Re: [PATCH] x86/mce: Restore MCA polling interval halving
From: Borislav Petkov
Date: Wed Apr 15 2026 - 15:28:26 EST
On Tue, Apr 14, 2026 at 03:22:23PM -0700, Luck, Tony wrote:
> Ran my own test. RAS_CEC disabled. Booted with mce=no_cmci injected a
> corrected error every twenty seconds. Added pr_info() to mce_timer_fn()
> to say which CPUs were doubling or halving interval.

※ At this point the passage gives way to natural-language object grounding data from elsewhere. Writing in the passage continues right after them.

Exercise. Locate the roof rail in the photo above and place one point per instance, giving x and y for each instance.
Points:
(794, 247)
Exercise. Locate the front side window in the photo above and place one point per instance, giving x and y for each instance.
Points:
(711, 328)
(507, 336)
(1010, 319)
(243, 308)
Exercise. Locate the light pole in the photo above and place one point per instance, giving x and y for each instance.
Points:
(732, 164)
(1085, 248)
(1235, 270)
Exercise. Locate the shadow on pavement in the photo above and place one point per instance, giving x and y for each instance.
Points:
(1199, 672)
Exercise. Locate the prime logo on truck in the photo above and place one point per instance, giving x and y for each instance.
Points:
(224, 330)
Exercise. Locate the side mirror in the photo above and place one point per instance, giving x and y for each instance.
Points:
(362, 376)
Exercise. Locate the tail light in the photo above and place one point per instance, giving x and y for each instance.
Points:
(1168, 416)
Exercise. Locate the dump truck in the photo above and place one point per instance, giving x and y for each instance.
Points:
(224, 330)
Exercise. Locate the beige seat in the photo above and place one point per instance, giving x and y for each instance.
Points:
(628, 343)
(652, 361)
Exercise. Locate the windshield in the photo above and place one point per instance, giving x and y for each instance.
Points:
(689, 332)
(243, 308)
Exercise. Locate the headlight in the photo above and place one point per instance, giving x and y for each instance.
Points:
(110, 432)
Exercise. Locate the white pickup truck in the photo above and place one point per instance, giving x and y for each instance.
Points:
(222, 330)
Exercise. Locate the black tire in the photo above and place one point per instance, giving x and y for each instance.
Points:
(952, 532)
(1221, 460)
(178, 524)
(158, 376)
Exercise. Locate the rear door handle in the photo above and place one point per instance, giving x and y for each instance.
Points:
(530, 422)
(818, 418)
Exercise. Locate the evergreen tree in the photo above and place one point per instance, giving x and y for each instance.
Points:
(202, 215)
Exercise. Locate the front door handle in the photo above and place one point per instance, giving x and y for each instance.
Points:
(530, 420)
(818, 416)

Right, we still need some sort of a feedback that we've logged an error.
> Results:
>
> I did see some "Machine check events logged" console messages.
Right, mce_timer_fn().
Not sure that is the right place tho. We want to issue that printk the moment
we log an MCE, perhaps in the early notifier or so, where mce_notify_irq()
was.
> The debug messages are "interesting". Polling timers on CPUs aren't
> synchronized, so I got random bursts of debug messages where some
> CPUs found an error and halved their interval, while others didn't
> see an error and doubled their interval. The machine check banks for
> memory corrected errors are socket scoped, so when an error is logged
> whichever CPU on the socket polls next will find the error.
>
> Both mcelog and EDAC were invoked on the mce decode chain and logged
> errors OK.
>
> When I stopped injecting, all the CPUs doubled back up to maximum
> polling interval.
>
> Summary: This is working as well as can be expected given the shared
> scope of the machine check banks. If Linux were to understand the
> scope of machine check banks it might designate a single CPU in
> that scope to do the polling. But Intel doesn't make it easy to derive
> the scope. In any case, the common case is CMCI enabled.
Thanks for the testing - much appreciated.
One aspect remained unanswered:
mce_notify_irq -> mce_work_trigger -> schedule_work(&mce_trigger_work); ->
mce_do_trigger ->
call_usermodehelper(mce_helper, mce_helper_argv, NULL, UMH_NO_WAIT);
Is that thing still used?
If so, what is the use case? Is per-chance that mce_helper the userspace
mcelog tool which the kernel calls here on a MCE?
Or?
Do we need that still?
If not, ripping that out would be a nice, additional simplification.
Thx.
--
Regards/Gruss,
Boris.
https://people.kernel.org/tglx/notes-about-netiquette